Bangalore: Family-run companies that dominate Indian business have been quick to tap emerging market opportunities, but concerns remain over governance standards, according to Moody’s Investors Service, the US-based global rating agency.
Out of the 30 companies comprising the Bombay Stock Exchange’s main Sensex, 17 are family controlled, implying their powerful hold on the economy, a Moody’s study said on Monday.
Moody’s and its local arm Icra Ltd reviewed governance in 32 companies in 16 prominent family-controlled Indian businesses, including conglomerates run by the Tata and Birla groups.
“Moody’s has observed globally that family-controlled companies can face specific corporate governance challenges,” it said, listing fewer oversight safeguards, besides leadership transition risks and conflicting market strategies.

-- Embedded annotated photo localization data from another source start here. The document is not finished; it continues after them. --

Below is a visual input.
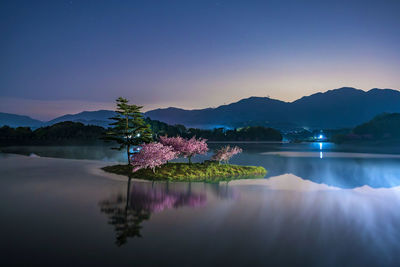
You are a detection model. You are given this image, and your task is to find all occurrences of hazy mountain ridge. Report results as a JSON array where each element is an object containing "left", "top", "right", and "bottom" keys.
[
  {"left": 45, "top": 110, "right": 117, "bottom": 128},
  {"left": 1, "top": 87, "right": 400, "bottom": 129},
  {"left": 46, "top": 110, "right": 116, "bottom": 124},
  {"left": 145, "top": 87, "right": 400, "bottom": 128},
  {"left": 0, "top": 112, "right": 43, "bottom": 128},
  {"left": 0, "top": 110, "right": 117, "bottom": 128}
]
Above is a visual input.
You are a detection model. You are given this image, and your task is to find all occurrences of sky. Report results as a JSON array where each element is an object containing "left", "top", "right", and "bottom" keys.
[{"left": 1, "top": 0, "right": 400, "bottom": 120}]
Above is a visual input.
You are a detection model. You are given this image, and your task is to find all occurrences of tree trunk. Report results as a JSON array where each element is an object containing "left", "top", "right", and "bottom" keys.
[
  {"left": 127, "top": 145, "right": 131, "bottom": 164},
  {"left": 125, "top": 114, "right": 130, "bottom": 164},
  {"left": 188, "top": 156, "right": 192, "bottom": 164}
]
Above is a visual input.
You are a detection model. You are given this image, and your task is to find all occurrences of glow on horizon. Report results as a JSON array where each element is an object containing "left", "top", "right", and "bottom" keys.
[
  {"left": 1, "top": 85, "right": 400, "bottom": 121},
  {"left": 1, "top": 1, "right": 400, "bottom": 119}
]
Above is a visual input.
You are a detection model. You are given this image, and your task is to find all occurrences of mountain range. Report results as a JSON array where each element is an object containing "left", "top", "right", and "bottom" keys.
[
  {"left": 145, "top": 87, "right": 400, "bottom": 129},
  {"left": 0, "top": 112, "right": 44, "bottom": 128},
  {"left": 0, "top": 110, "right": 116, "bottom": 128},
  {"left": 1, "top": 87, "right": 400, "bottom": 129}
]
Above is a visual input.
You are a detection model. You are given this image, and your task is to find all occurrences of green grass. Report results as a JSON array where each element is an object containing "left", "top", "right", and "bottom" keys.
[{"left": 102, "top": 161, "right": 267, "bottom": 183}]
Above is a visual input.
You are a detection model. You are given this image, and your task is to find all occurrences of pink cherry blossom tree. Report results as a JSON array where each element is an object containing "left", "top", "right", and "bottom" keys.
[
  {"left": 211, "top": 145, "right": 242, "bottom": 164},
  {"left": 180, "top": 137, "right": 208, "bottom": 164},
  {"left": 159, "top": 136, "right": 208, "bottom": 164},
  {"left": 159, "top": 136, "right": 185, "bottom": 152},
  {"left": 131, "top": 142, "right": 178, "bottom": 173}
]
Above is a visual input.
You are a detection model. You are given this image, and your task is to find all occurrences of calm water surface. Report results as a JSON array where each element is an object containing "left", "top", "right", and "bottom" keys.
[{"left": 1, "top": 143, "right": 400, "bottom": 266}]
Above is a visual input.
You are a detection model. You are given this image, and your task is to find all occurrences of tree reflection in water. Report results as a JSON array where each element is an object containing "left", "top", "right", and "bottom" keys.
[{"left": 99, "top": 178, "right": 207, "bottom": 246}]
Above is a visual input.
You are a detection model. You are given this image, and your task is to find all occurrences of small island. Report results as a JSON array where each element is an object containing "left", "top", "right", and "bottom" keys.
[
  {"left": 101, "top": 98, "right": 267, "bottom": 183},
  {"left": 102, "top": 162, "right": 266, "bottom": 183}
]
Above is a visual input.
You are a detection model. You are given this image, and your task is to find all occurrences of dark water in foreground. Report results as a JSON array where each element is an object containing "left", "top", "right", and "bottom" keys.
[{"left": 1, "top": 143, "right": 400, "bottom": 266}]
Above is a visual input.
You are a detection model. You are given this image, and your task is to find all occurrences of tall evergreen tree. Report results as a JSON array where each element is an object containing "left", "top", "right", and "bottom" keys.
[{"left": 104, "top": 97, "right": 152, "bottom": 164}]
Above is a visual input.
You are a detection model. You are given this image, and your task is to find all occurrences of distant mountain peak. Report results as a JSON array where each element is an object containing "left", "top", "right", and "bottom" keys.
[{"left": 238, "top": 96, "right": 283, "bottom": 102}]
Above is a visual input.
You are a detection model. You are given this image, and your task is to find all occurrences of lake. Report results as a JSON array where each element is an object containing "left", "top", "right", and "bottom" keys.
[{"left": 1, "top": 142, "right": 400, "bottom": 266}]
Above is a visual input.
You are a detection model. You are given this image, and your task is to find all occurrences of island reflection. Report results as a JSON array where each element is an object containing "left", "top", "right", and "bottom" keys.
[{"left": 99, "top": 179, "right": 208, "bottom": 246}]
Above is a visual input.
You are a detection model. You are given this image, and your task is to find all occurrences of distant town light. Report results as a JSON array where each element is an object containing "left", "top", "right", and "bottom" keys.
[{"left": 319, "top": 134, "right": 324, "bottom": 139}]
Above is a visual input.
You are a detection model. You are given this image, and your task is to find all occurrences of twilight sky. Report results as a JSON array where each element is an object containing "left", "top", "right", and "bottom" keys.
[{"left": 1, "top": 0, "right": 400, "bottom": 120}]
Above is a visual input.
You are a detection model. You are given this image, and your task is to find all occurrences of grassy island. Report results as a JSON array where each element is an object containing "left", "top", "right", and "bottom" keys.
[{"left": 102, "top": 161, "right": 267, "bottom": 183}]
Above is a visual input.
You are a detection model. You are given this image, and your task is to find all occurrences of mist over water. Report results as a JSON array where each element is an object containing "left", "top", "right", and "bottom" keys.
[
  {"left": 3, "top": 142, "right": 400, "bottom": 189},
  {"left": 1, "top": 143, "right": 400, "bottom": 266}
]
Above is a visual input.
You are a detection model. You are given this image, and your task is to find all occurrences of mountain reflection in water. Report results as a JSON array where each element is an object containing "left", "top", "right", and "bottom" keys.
[
  {"left": 97, "top": 173, "right": 400, "bottom": 265},
  {"left": 2, "top": 154, "right": 400, "bottom": 266}
]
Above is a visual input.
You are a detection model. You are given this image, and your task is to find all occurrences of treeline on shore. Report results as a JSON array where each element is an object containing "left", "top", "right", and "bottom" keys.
[
  {"left": 3, "top": 112, "right": 396, "bottom": 146},
  {"left": 0, "top": 121, "right": 105, "bottom": 146},
  {"left": 332, "top": 113, "right": 400, "bottom": 143},
  {"left": 0, "top": 118, "right": 283, "bottom": 146},
  {"left": 149, "top": 118, "right": 282, "bottom": 141}
]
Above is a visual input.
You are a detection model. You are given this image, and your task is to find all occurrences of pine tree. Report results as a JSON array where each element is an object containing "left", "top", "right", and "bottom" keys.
[{"left": 104, "top": 97, "right": 153, "bottom": 164}]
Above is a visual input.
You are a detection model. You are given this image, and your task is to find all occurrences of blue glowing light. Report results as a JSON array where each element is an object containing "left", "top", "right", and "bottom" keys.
[
  {"left": 319, "top": 142, "right": 323, "bottom": 159},
  {"left": 130, "top": 146, "right": 142, "bottom": 154},
  {"left": 319, "top": 134, "right": 324, "bottom": 139}
]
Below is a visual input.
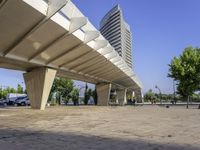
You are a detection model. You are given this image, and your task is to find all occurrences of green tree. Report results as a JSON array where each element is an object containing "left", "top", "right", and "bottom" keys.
[
  {"left": 0, "top": 86, "right": 18, "bottom": 99},
  {"left": 191, "top": 92, "right": 200, "bottom": 102},
  {"left": 88, "top": 89, "right": 92, "bottom": 98},
  {"left": 17, "top": 84, "right": 23, "bottom": 94},
  {"left": 144, "top": 89, "right": 156, "bottom": 103},
  {"left": 0, "top": 88, "right": 3, "bottom": 99},
  {"left": 168, "top": 47, "right": 200, "bottom": 108},
  {"left": 84, "top": 83, "right": 90, "bottom": 105},
  {"left": 92, "top": 88, "right": 98, "bottom": 105},
  {"left": 71, "top": 88, "right": 79, "bottom": 105},
  {"left": 49, "top": 77, "right": 74, "bottom": 104},
  {"left": 1, "top": 87, "right": 17, "bottom": 99},
  {"left": 0, "top": 88, "right": 9, "bottom": 99},
  {"left": 10, "top": 88, "right": 16, "bottom": 93},
  {"left": 2, "top": 90, "right": 8, "bottom": 99}
]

The report said Indian family companies responded well to opportunities in the fast growing and liberalized economy, which is expanding at an annual pace of 9%.
“Although Indian corporate governance practices are improving, this largely reflects regulation of listed companies, particularly regarding checks and balances, such as composition of the board of directors and the operations of audit committees,” said Chetan Modi, Moody’s India director. “Governance issues persist in areas not covered by regulation,” he added.
Family disputes have beset many business groups, with the giant conglomerate Reliance Industries Ltd splitting in 2005 following a bitter feud between the Ambani brothers after the death of their father Dhirubhai three years earlier.